What the writer needs to know and what the reader needs to know
Often, in an attempt to set up the story, in time and place as well as character and key event, a writer will get bogged down in the backstory. Particularly in the opening chapters. And let me be specific – in chapter 2 after a dramatic event in chapter 1. It’s almost as if the writer is saying to the reader, ‘I’ve started with something to grab your attention, but hang on a minute, let me pause to fill you in.’
I understand why writers do this. It is vital they are intimately familiar with the history of their characters and sometimes also of the locations where the action takes place. This backstory is needed to create compelling and believable characters and three dimensional settings. However, the reader doesn’t need to know that level of detail to follow the story, to care about the characters, or to be curious about what happens next.
On the flip side, sometimes writers don’t put in enough backstory, leaving the reader unclear about characters’ motivations and their frame of mind in different scenarios. If a character is two-dimensional the reader struggles to be interested in what happens to them. Backstory detail helps your characters become three-dimensional, complex beings. It’s a balancing act – you need a certain amount of backstory for a reader to engage and identify with characters and places, but need to steer clear of what are called ‘info dumps’, slabs of information that slow the pace or stall the narrative.
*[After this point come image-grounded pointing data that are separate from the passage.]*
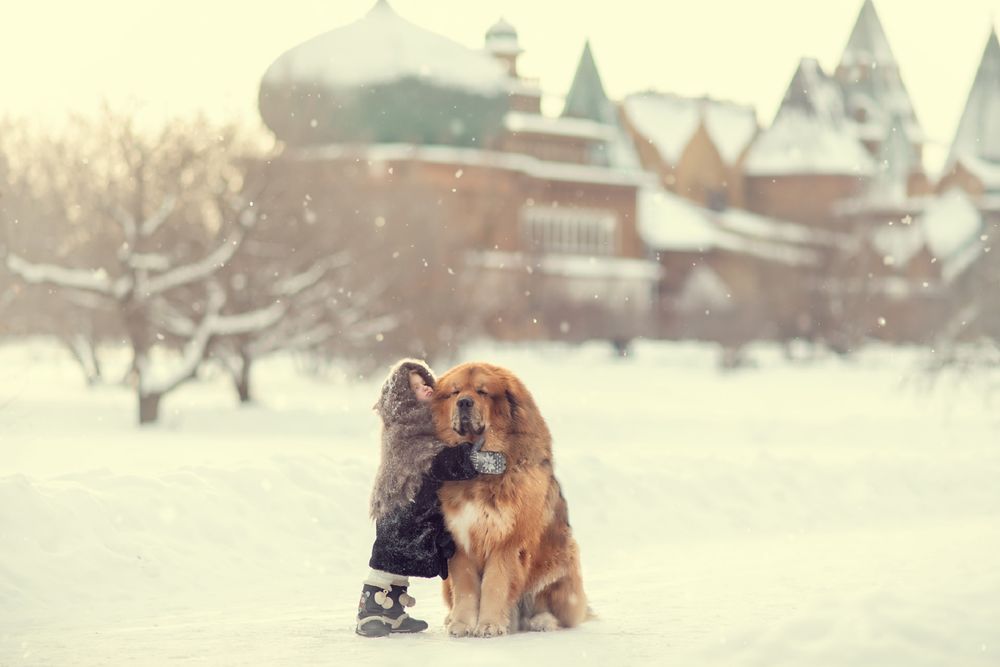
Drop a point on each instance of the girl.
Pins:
(410, 536)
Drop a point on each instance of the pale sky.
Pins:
(177, 56)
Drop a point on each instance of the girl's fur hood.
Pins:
(409, 444)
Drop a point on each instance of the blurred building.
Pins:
(661, 214)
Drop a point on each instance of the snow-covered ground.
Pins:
(830, 513)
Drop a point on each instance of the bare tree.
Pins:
(155, 216)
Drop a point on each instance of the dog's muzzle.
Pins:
(465, 421)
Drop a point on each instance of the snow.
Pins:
(948, 226)
(978, 132)
(669, 122)
(526, 164)
(898, 244)
(867, 44)
(517, 121)
(91, 280)
(668, 222)
(574, 266)
(951, 222)
(704, 290)
(393, 49)
(827, 513)
(799, 143)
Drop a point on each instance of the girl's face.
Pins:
(420, 388)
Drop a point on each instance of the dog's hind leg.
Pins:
(465, 594)
(563, 601)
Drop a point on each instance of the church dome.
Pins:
(383, 79)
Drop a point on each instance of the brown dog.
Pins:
(516, 564)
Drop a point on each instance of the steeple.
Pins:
(867, 46)
(586, 98)
(873, 89)
(978, 133)
(896, 161)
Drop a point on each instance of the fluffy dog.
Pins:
(516, 564)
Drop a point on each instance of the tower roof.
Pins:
(872, 86)
(501, 39)
(867, 44)
(586, 97)
(978, 133)
(383, 47)
(810, 133)
(813, 93)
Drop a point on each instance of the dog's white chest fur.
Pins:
(460, 525)
(486, 522)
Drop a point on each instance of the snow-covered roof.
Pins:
(896, 160)
(977, 139)
(501, 39)
(669, 121)
(704, 289)
(811, 92)
(517, 121)
(867, 44)
(986, 171)
(949, 227)
(951, 222)
(800, 143)
(573, 266)
(383, 47)
(667, 222)
(810, 133)
(872, 86)
(586, 97)
(526, 164)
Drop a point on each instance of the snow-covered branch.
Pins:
(95, 281)
(196, 271)
(155, 221)
(300, 282)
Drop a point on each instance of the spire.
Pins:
(586, 97)
(812, 92)
(896, 161)
(978, 133)
(872, 87)
(867, 46)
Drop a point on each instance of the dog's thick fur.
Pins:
(516, 564)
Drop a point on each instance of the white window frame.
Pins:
(569, 230)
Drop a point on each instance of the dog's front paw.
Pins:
(490, 629)
(459, 628)
(544, 622)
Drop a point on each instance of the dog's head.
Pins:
(474, 397)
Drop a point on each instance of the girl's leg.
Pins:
(386, 580)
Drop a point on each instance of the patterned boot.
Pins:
(381, 612)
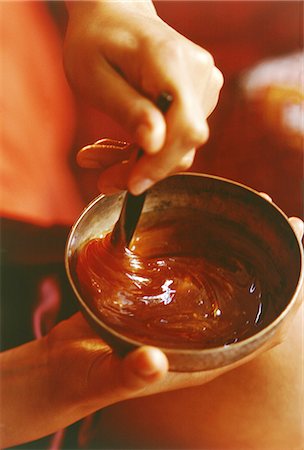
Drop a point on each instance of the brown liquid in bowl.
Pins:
(196, 282)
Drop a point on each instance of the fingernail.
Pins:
(139, 185)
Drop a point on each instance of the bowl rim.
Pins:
(189, 351)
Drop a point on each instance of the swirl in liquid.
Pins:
(194, 283)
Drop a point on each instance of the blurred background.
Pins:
(256, 134)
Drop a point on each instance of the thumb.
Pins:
(127, 106)
(141, 368)
(113, 379)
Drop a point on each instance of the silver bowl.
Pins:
(266, 224)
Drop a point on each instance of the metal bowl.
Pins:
(243, 207)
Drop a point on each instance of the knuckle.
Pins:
(196, 132)
(186, 161)
(205, 59)
(218, 78)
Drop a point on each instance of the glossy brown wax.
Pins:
(198, 282)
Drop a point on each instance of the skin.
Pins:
(137, 56)
(52, 382)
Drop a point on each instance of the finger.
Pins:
(266, 196)
(141, 367)
(174, 157)
(112, 379)
(136, 113)
(104, 153)
(298, 226)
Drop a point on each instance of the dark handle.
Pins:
(133, 204)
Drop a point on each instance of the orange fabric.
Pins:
(37, 119)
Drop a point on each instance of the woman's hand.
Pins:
(121, 56)
(53, 382)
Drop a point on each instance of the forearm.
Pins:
(27, 408)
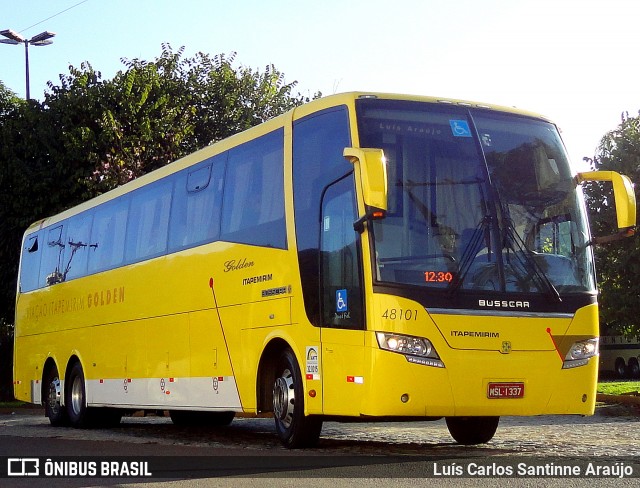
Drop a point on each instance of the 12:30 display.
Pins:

Whether you are writing fiction or narrative non-fiction such as memoir, the trick is to be able to distinguish between the information the reader needs to know in order to follow your story thread at that moment, and all those other fascinating things you could say about the characters and places, that can be omitted. The problem writers often have is recognising which bit of backstory is necessary for the reader to know and where to put it. From my experience, it’s a lot less than you think. And, a lot later than you think.
Inserting backstory in context
Let the reader discover who the characters are over time, much like we get to know people in real life. We all have a backstory. What we choose to reveal to others, and when, depends on context – where are we, who are we with, what is going on around us. And the context itself provides information. We can glean a lot of background information about people – and characters – by the contexts in which they appear, and by what they say and do.
Think in terms of inserting snippets of backstory in context. Look for are places where the context of the scene creates an opportunity to reveal a particular backstory detail, where you can ‘salt’ the manuscript with backstory using dialogue, narrated action, description and imagery. Backstory can be revealed through spoken dialogue, through narration around dialogue, through action, and through description and imagery.
Backstory snippets can help the reader understand a character’s frame of mind and motivations in different scenarios. Done well, these snippets reveal just enough, and not too much. They give the reader a piece of the puzzle of who the character is, keeping the reader curious, but also building empathy.
Guiding the readers’ emotional responses
The choices you make about what the reader knows directs their emotional response to the characters. While it is crucial that you the writer understand your characters’ motivations so that their actions and choices ring true, you can also choose to conceal the backstory that has shaped these motivations. You, the writer, can manipulate the way the reader sees the characters on the page for dramatic effect. What the reader knows, and doesn’t know, about the backstory can drive dramatic tension and narrative momentum.
Backstory shapes plot
There is no one right way to handle backstory – it depends on the story you are telling – but there are two important principles to understand. Firstly, you, the writer, need to know the backstories of your characters to understand their motivations and goals, both of which fuel their emotional journey which, in turn, shapes the plot. Secondly, you need to find the right balance of not too much, not too little, and consider carefully how backstory can support and strengthen the drama of your narrative.
It takes many drafts
It can take many drafts to get backstory right in your manuscript. You may start with too much, or you may start with too little. You may realise that you need to adjust a character’s backstory to amplify the themes you are exploring or to increase the dramatic tension in places. The more awareness you bring to your use of backstory, the more effective it will be. It takes practice.